Just wanted to show some of the red sphagnum (Acutifolia) we've been cultivating. It's red, like really, really red! We've been growing the majority outdoors, but I've set up some trials with a couple different species to see how well it fares in a vivarium. S. bartlettianum is native to the southeast, so it may actually fare decently well in a viv. I guess we'll see!

Pictured is my favorite, S. rubellum.


----------



## kblack3 (Mar 9, 2015)

That is amazing. Keep us in the loop hope it fares well


----------



## toaddrool (Feb 5, 2013)

Nice moss. How does it do in a vivarium long term? Will it spore?


----------



## oldlady25715 (Nov 17, 2007)

Would add nice coloration to a viv. Pretty cool.


----------



## Ed (Sep 19, 2004)

This species could work differently but all the red sphagnums I've tried turn green under vivarium condition due to insufficient light intensity. If there is sufficient light intensity sphagnum does fine under terrarium conditions but in my experience it gets crowded out over by other mosses over time. 
There are still some growing sphagnum on this tree stump (please excuse the dirty glass) but most of it has been crowded out. 



Some comments 

Ed


----------



## boabab95 (Nov 5, 2009)

This is also my experience with most red Sphagnum I've tried. The only time I got it even close to turning red was when it was right against the glass top, 2'' away from 3x T5 HO bulbs. And in that spot, I was more worried about not letting it dry out.

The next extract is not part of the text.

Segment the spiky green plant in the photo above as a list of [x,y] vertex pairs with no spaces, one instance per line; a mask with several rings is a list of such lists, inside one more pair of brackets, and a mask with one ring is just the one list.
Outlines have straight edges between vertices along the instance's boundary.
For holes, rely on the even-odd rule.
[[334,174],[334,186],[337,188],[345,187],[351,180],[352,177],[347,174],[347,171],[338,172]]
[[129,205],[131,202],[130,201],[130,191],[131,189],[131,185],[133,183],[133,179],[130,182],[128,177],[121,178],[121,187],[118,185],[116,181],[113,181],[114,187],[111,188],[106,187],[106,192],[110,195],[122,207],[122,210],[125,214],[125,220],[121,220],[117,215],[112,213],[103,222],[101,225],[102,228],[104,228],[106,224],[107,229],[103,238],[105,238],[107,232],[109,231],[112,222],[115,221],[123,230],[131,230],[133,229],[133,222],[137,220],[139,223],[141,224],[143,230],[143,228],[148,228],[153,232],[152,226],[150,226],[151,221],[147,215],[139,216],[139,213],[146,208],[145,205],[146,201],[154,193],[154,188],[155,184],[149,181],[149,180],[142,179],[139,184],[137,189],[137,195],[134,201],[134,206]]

Have to admit though, that it some NICE Sphagnum 



Ed said:


> This species could work differently but all the red sphagnums I've tried turn green under vivarium condition due to insufficient light intensity. If there is sufficient light intensity sphagnum does fine under terrarium conditions but in my experience it gets crowded out over by other mosses over time.
> There are still some growing sphagnum on this tree stump (please excuse the dirty glass) but most of it has been crowded out.
> 
> 
> ...


----------



## hydrophyte (Jun 5, 2009)

This plant would be neat in a dedicated acid bog planting with other sphagnums, carnivorous plants and other small bog species, such as cranberries. A lot of those plants seem to adapt OK to wet terrarium conditions. Many of them are evergreen. At the local botanical garden they have an indoor display that is just a 20-gallon fish tank illuminated with medium-bright lighting.and with sphagnum along with a number of other bog plants. The setup is nothing special, but they are all doing real well. 

I imagine it would be harder to maintain these kinds of plants in a dart frog setup because they would tend to be shaded by taller foliage and the lighting might just be too far away. The extra nutrients from livestock feeding would also just be deadly for bog plants.


----------



## Dendro Dave (Aug 2, 2005)

I'd be interested in trying some if you decide to let some go.... I have some ideas


----------



## Frogtofall (Feb 16, 2006)

I'll echo the same as Ed and Jeremy, I've only had the stuff at the very tip top of the tank stay red but most of it just stays green. Pretty gorgeous stuff though. Would be cool to see used on some high elevation, bright light type displays.


----------